Jolie gene drug may help other sufferers
DRUGS used to treat breast cancer patients with the inherited “Angelina Jolie gene” could also help one in five other sufferers.
The actress underwent a double mastectomy after finding she carried the BRCA1 gene mutation that causes the condition.
Now British scientists have found people without the gene or its cousin BRCA2 can still have genetically similar forms of breast cancer.
This means that drugs currently given to those who carry the gene mutation could also help them, possibly helping 11,000 people in the UK.
Those carrying the faulty BRCA1 and BRCA2 genes are currently treated with PARP inhibitors, drugs designed to deal with the bad genes which prevent the fixing of faulty DNA.

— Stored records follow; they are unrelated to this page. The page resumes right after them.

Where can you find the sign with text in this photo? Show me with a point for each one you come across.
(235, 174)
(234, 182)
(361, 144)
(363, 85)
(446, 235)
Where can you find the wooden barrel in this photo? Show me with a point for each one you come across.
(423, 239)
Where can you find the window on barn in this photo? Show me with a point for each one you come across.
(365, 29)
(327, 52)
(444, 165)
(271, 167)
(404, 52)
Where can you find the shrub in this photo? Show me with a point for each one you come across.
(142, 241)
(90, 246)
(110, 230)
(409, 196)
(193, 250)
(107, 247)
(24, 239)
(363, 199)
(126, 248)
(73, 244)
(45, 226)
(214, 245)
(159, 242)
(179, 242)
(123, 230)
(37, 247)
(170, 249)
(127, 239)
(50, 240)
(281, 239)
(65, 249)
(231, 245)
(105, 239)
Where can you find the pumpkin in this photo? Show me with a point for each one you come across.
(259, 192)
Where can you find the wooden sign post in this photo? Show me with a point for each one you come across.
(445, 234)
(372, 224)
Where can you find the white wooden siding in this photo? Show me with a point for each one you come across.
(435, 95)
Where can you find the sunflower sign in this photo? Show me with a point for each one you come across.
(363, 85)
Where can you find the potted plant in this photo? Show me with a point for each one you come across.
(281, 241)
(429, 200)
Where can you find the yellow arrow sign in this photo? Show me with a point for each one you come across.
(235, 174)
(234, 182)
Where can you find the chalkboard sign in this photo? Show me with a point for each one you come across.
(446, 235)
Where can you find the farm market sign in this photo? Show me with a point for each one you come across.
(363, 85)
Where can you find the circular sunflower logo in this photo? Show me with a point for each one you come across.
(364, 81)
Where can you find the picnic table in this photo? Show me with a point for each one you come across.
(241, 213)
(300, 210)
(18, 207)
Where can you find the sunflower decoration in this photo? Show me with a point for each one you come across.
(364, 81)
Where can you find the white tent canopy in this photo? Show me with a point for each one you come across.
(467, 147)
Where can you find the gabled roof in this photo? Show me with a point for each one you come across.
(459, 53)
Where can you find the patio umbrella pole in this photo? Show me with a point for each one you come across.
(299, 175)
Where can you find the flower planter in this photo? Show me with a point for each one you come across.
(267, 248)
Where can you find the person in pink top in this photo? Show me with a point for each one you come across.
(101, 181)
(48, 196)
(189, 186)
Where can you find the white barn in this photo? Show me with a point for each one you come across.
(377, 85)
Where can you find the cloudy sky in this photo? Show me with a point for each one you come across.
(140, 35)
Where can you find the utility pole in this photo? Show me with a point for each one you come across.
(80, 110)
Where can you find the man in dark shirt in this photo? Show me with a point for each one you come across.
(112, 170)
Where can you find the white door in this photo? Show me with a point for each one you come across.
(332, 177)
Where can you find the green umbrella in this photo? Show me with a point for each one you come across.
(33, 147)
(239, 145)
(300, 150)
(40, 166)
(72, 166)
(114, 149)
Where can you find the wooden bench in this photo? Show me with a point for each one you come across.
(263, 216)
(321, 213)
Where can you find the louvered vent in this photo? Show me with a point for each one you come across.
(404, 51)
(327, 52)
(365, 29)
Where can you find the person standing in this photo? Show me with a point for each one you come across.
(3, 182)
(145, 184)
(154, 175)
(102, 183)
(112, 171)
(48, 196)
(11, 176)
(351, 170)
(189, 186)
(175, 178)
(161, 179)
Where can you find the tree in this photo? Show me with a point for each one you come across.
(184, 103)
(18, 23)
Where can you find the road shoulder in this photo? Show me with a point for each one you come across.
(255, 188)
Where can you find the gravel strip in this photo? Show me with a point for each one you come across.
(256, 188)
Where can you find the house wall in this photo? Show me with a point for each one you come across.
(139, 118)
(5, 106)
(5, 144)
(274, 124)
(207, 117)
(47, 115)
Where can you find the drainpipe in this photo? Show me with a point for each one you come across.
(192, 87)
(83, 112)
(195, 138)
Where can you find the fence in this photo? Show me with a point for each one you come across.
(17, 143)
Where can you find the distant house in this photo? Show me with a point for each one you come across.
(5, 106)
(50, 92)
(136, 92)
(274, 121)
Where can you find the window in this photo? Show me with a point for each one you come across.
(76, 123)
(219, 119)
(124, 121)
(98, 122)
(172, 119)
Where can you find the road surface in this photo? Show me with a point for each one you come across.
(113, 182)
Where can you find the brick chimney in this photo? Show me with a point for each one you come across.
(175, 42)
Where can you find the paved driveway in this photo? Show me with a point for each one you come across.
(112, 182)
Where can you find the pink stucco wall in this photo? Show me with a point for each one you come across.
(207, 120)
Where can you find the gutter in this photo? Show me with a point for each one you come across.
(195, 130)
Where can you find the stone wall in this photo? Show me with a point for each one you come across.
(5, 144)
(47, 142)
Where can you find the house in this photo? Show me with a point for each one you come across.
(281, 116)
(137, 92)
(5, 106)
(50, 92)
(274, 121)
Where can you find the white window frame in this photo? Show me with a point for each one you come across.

Researchers from the Wellcome Trust Sanger Institute in Cambridgeshire, discovered that a greater number of breast cancers are genetically similar to BRCA types. The research, published in Nature Medicine, analysed the breast cancer genomes of 560 patients and looked for every single type of mutation possible.
They found mutational signatures in some tumours, which were similar to people who have mutations in the BRCA1 and BRCA2 genes but were not inherited.
The results suggest that roughly one in five breast cancer patients could benefit from existing PARP inhibitor treatment, described as a DNA repair mechanism.